Schwartz has likened "No Good Deed" to an opera aria:
"It’s just written for a different voice type, and it’s not written to be sung amplified. So those are the two big differences. I mean, 'No Good Deed' is written for a belter—I suppose a mezzo-soprano could sing it. But the orchestra is so busy and obstreperous throughout that you have to have an amplified voice to carry over it, if you want to hear the words at all. But for instance there's a moment in 'No Good Deed' where she belts a big note and then there's a place where it suddenly gets pianissimo — she has to hit the note very loud and hold it, and then get very soft — and that's absolutely like something one would write in classical singing or an opera aria. Or the moment where she does 'Nessa, Dr. Dillamond,' and then sort of shouts out 'Fiyero' while the orchestra is sawing away at one of the motifs. I think it's structured very much like an aria but it's built to get a great big hand at the end with a big belted last note. So it's still very much musical theatre."

==Development==
Originally, it was sung by actress Idina Menzel, who is known for, as Ben Brantley of the New York Times describes it, her "iron strong larynx". Stephen Schwartz composed it specifically to showcase Menzel's belting talent, in addition to giving her a second-act solo song. Idina Menzel has been quoted as saying that this song was her favorite to sing in the show as it "reminded her of her Bat Mitzvah."

==Cynthia Erivo version==

English actress Cynthia Erivo performed "No Good Deed" as Elphaba in Wicked: For Good (2025), the second instalment in Universal Pictures' two-part film adaptation of Wicked, which was released on November 21, 2025. Her version of the song was released on the same day as part of the soundtrack album Wicked: For Good – The Soundtrack (2025) by Republic Records and Verve Label Group.

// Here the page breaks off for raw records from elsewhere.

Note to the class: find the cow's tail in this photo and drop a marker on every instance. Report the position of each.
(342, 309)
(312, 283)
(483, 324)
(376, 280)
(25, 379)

One week prior to the film's release, a video was released featuring Erivo performing a "reimagined" version of the song while Misty Copeland dances to it.

===Charts===

Chart performance for "No Good Deed"
| Chart (2025) | Peak position |
|---|---|
| Australia (ARIA) | 81 |
| Canada Hot 100 (Billboard) | 85 |
| Global 200 (Billboard) | 95 |
| Ireland (IRMA) | 32 |
| Netherlands (Single Tip) | 17 |
| New Zealand Hot Singles (RMNZ) | 8 |
| UK Singles (OCC) | 17 |
| US Billboard Hot 100 | 56 |

==Other recordings==
The song, along with the rest of the musical, was translated into eight languages. Among these, the German version, sung by Dutch actress Willemijn Verkaik, was featured on the 5th and 10th Anniversary Wicked albums. In Willemijn's 10-year career in the show, she performed this song in three languages - German, Dutch, and English. In an interview, she said that for German and Dutch, this song was the hardest to sing in the musical, while this was not the case in English. Instead, the hardest for her was "The Wizard and I" in the English-language productions.